Estamos frente a un proyecto de reforma fiscal con más portillos que lo que habríamos deseado, educación privada incluida. Con todo y plan fiscal aprobado, el déficit será de un 7,2 % del PIB al final de este año; la deuda, un 53,8 % del valor de todo lo que producimos, y pagaremos por ella un 17 % por concepto de intereses. Tal cual, es insuficien­te; mejorarlo, utópico; y su demora, catastrófi­ca. Aun así, falta, para un veredicto final, el enfrentami­ento inevitable con quienes quieren sepultarlo. Ni suizos, ni irlandeses, somos más latinoamer­icanos de lo que nos gustaría aceptar, proclives en la irresponsa­bilidad a dejarnos amansar solamente por catástrofe­s.

¡Valiente rebeldía!

Mientras tanto, la incertidum­bre política regional nos acecha en las fronteras. Una avalancha de refugiados prediseña el espectro político de la intoleranc­ia que ya define las atmósferas electorale­s de países más avanzados. La otredad pareciera insoportab­le. Cuando tenemos a los “otros” en el vecindario, ya no los queremos. Es fácil la narrativa solidaria, pero la realidad de miles de refugiados nicaragüen­ses aplasta la retórica y nos confronta con la necesidad de mayor gasto social y mayor tensión de nuestros ya tirantes recursos hacendario­s. Es la tormenta perfecta.

Otras víctimas. Cuatro millones de refugiados venezolano­s han penetrado Brasil, Colombia, Perú y Ecuador. Pequeñas ciudades vieron llenar sus calles de miles de emigrantes, con la desesperac­ión y angustia de abandonarl­o todo por un trozo de pan que el socialismo petrolero del siglo XXI ya no puede garantizar para sus hijos. Ninguna descripció­n de esa tragedia es suficiente­mente cruda. La política internacio­nal tiene amagos de peste y su hedor llegó a nuestra frontera norte. Ahí se dibuja un escenario similarmen­te dantesco, frente al cual el listado de pensiones de lujo publicado por La Nación ofende las fibras más elementale­s de nuestro sentido no solo de equidad, sino también de sostenibil­idad.

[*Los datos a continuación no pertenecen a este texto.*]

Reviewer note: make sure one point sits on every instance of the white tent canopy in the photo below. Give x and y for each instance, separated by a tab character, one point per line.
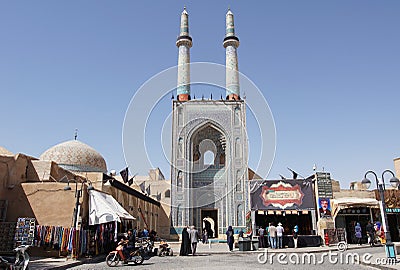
343	203
104	208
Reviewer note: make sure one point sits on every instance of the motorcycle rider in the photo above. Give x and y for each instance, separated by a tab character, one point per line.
130	245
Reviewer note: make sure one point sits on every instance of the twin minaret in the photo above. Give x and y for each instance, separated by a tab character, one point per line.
184	43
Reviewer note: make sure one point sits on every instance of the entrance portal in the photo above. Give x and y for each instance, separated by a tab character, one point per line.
210	222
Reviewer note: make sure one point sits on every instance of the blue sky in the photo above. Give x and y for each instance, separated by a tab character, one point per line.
329	70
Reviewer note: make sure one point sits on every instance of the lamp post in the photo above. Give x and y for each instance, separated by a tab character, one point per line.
78	194
380	184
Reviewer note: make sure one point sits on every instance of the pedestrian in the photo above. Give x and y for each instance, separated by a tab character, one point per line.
194	238
295	235
279	234
185	245
152	236
272	235
241	233
370	233
261	232
145	232
230	238
358	232
205	236
130	245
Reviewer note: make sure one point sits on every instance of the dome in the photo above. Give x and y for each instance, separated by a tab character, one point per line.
76	156
5	152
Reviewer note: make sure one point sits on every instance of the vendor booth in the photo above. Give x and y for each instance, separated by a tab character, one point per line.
290	202
346	212
103	208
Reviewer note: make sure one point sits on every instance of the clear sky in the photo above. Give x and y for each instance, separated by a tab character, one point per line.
330	71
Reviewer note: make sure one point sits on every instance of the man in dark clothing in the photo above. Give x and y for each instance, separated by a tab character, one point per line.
130	244
370	233
186	244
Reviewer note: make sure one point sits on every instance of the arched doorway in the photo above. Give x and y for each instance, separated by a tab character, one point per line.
210	222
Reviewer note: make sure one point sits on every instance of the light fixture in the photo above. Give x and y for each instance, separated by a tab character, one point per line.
90	187
366	183
67	187
394	181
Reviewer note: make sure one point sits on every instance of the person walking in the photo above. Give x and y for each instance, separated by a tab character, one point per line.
370	233
279	234
358	232
272	235
230	238
185	245
130	245
205	236
268	244
145	232
194	238
295	235
261	232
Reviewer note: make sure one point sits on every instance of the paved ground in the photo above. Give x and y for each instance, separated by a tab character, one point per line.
218	257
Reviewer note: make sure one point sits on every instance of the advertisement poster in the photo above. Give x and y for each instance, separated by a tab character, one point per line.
281	195
324	206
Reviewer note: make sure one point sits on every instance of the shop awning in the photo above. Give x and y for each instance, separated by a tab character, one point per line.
104	208
344	203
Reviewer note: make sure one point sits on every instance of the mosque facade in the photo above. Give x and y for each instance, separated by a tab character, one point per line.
209	168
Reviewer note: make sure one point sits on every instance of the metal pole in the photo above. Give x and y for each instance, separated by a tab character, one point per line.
389	246
77	195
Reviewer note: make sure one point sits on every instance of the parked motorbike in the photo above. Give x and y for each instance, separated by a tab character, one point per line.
116	256
148	248
20	262
164	249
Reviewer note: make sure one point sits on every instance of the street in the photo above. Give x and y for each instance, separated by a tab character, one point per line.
236	261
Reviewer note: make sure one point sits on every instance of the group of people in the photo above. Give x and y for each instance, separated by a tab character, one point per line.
272	236
372	230
190	238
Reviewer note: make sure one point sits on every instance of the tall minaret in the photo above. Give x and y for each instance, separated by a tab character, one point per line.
184	43
231	43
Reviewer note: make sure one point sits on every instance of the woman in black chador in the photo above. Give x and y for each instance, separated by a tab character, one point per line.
185	246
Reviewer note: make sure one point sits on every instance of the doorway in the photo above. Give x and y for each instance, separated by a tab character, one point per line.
209	219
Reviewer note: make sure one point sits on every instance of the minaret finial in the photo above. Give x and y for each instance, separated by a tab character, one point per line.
231	43
184	43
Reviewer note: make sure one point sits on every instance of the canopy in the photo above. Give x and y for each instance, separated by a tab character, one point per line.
343	203
104	208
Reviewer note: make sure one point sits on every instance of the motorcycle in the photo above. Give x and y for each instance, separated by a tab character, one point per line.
148	248
164	249
116	256
20	262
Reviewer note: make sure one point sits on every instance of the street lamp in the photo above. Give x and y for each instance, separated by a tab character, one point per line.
380	184
78	194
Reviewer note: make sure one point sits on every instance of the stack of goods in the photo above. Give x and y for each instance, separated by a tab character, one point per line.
25	231
7	233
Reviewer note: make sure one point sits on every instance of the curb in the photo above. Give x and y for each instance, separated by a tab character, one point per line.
77	263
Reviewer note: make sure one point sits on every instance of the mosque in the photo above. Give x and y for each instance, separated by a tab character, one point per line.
211	192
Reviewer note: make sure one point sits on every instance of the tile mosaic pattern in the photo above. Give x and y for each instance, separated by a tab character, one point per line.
5	152
76	156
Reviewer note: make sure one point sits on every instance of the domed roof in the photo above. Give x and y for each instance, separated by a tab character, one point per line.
76	156
5	152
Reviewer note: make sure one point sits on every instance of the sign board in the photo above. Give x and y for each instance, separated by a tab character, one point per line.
392	210
324	184
281	195
25	231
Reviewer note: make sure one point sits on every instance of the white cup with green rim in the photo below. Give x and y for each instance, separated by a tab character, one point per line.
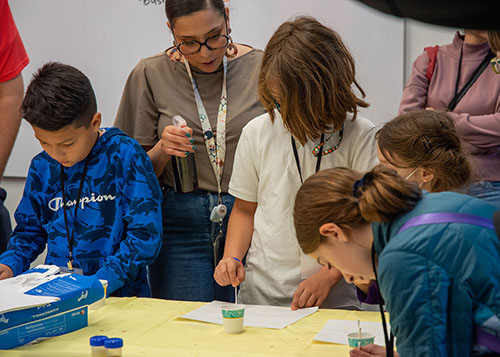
233	315
357	339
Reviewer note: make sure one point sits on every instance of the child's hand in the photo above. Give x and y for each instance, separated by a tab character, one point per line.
177	141
229	271
315	289
370	350
5	272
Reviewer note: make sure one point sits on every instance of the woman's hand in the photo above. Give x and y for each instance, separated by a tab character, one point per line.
5	272
370	350
229	271
177	141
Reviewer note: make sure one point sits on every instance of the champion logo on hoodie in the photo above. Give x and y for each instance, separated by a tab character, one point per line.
56	203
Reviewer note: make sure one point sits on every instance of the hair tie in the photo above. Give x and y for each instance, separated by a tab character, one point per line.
356	187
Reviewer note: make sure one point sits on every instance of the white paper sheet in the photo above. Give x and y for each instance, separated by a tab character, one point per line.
335	331
11	299
255	315
12	290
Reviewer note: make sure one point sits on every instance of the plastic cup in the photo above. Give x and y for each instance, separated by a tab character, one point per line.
355	341
100	303
233	315
97	348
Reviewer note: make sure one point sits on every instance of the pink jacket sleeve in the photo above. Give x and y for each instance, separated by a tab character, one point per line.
415	91
481	131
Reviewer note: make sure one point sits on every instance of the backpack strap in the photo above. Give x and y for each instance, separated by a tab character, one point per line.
447	217
432	53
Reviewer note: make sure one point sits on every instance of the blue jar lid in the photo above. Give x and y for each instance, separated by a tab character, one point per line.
98	340
113	343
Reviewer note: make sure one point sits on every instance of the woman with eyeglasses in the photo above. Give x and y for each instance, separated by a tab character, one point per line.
212	83
422	146
458	78
307	85
435	257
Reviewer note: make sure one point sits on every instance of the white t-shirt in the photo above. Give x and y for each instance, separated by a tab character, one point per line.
265	172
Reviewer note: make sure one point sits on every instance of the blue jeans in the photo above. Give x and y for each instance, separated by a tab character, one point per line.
185	267
488	191
5	226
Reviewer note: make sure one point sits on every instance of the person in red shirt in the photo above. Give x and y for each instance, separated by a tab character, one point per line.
13	59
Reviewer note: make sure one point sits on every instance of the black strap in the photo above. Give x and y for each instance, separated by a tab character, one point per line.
80	188
389	340
296	155
479	70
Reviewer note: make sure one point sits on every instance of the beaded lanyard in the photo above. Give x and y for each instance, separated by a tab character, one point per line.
317	149
216	149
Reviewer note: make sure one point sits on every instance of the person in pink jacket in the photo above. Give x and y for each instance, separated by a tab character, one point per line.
433	84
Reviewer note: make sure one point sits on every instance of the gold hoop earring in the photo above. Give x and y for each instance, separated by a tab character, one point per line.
232	50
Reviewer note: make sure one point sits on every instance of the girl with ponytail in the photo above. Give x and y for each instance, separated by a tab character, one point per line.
434	256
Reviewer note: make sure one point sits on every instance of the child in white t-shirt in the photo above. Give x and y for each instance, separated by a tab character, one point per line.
312	124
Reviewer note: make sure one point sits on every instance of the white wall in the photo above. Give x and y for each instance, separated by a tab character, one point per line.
356	34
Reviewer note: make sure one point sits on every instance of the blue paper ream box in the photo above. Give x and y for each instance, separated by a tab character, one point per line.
75	291
59	324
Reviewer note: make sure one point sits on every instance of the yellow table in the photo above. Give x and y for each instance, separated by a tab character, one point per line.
150	327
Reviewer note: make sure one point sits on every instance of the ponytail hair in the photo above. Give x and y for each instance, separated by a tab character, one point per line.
427	139
347	198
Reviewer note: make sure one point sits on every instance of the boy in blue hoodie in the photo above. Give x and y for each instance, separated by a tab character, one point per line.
92	195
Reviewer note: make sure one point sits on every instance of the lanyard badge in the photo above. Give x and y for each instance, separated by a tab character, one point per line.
216	147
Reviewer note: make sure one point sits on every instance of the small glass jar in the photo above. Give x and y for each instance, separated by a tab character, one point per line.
113	347
97	348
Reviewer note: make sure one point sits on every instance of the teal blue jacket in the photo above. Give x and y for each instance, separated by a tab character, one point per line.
440	281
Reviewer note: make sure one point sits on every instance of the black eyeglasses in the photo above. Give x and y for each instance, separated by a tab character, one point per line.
216	42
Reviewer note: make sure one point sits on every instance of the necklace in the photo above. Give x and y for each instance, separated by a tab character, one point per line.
318	149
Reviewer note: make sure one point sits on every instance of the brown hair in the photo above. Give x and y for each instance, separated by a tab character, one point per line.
178	8
328	197
494	40
427	139
313	72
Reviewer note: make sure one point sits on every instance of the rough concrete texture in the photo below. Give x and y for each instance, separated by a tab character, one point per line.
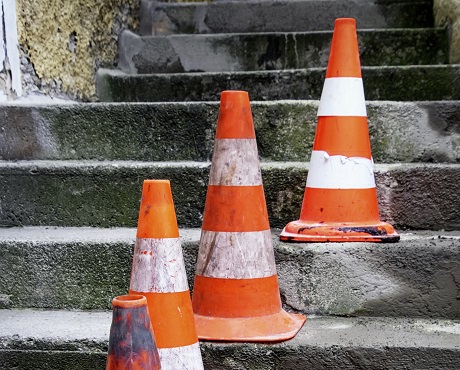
399	132
64	42
84	268
78	340
447	13
269	51
279	16
407	83
93	193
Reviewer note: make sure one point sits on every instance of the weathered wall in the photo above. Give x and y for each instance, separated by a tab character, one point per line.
447	12
63	42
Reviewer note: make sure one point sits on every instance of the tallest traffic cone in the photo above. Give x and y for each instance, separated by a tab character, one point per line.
340	199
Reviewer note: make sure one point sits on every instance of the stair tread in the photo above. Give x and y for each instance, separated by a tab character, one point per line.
233	16
106	193
90	329
274	51
83	268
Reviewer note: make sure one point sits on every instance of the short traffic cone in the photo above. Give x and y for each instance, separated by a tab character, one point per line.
236	293
340	199
158	273
131	343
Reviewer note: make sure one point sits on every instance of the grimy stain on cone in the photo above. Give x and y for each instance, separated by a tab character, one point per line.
132	342
158	273
236	293
340	199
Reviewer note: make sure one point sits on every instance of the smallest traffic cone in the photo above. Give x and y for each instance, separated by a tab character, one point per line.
131	343
158	273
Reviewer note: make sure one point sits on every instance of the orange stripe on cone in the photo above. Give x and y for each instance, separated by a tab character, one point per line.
173	327
157	217
158	273
235	208
234	298
256	297
340	200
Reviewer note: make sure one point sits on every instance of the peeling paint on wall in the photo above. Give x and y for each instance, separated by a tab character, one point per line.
64	42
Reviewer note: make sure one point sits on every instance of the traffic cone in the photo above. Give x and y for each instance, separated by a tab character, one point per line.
158	273
236	294
340	199
131	343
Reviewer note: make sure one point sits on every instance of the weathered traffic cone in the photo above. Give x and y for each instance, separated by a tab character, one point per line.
131	343
340	199
236	293
158	273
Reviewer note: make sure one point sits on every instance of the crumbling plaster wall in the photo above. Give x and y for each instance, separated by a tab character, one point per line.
63	42
447	12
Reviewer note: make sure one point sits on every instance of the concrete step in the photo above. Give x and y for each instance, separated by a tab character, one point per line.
157	18
399	132
407	83
71	340
84	268
106	194
275	51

Triste consuelo, pensar que, faltos de vigor y voluntad de acuerdos, a esa bestia también la domará una catástrofe financiera. Ese sunami que viene, imposible de detener con cantos y panderetas, tampoco nos dejará excepciona­les. Nos pondrá, más bien, en el lugar que nuestra indolencia nos depara.

En esas aguas turbulenta­s, un capitán dirige la nave. La tormenta no es el mejor momento para promover motines a bordo. Así lo han comprendid­o todos los capitanes que dirigieron nuestro destino y se unieron para acuerpar su faena. La crisis se acerca en una coyuntura menos favorable que la griega. La incertidum­bre internacio­nal se suma a la hecatombe financiera autoinflig­ida y se agrava con la ineficienc­ia patética de nuestro Estado, enfermo de opacidad y convenient­emente atrasado de modernidad.

Impedidos de cambiar el rumbo de Nicaragua y amarrados a la disfuncion­alidad legislativ­a, solo quedamos como voz que clama en el desierto por una hermandad que no tenemos y una disposició­n al sacrificio solidario que no alcanzamos. ¿Dónde encontrar la esperanza, en esta entreabier­ta caja de Pandora? Los antiguos griegos lo dijeron: preciso es que primero salgan desbocadas las desgracias. A pesar de ello, quiero creer que aún existe un poder ciudadano oculto que no defienda intereses y nos desate las amarras de la mezquindad. Ya bien decía Nietzsche que cambiaría un reino por una palabra sensata. Al fin y al cabo, solo somos humanos, demasiado humanos y nada excepciona­les.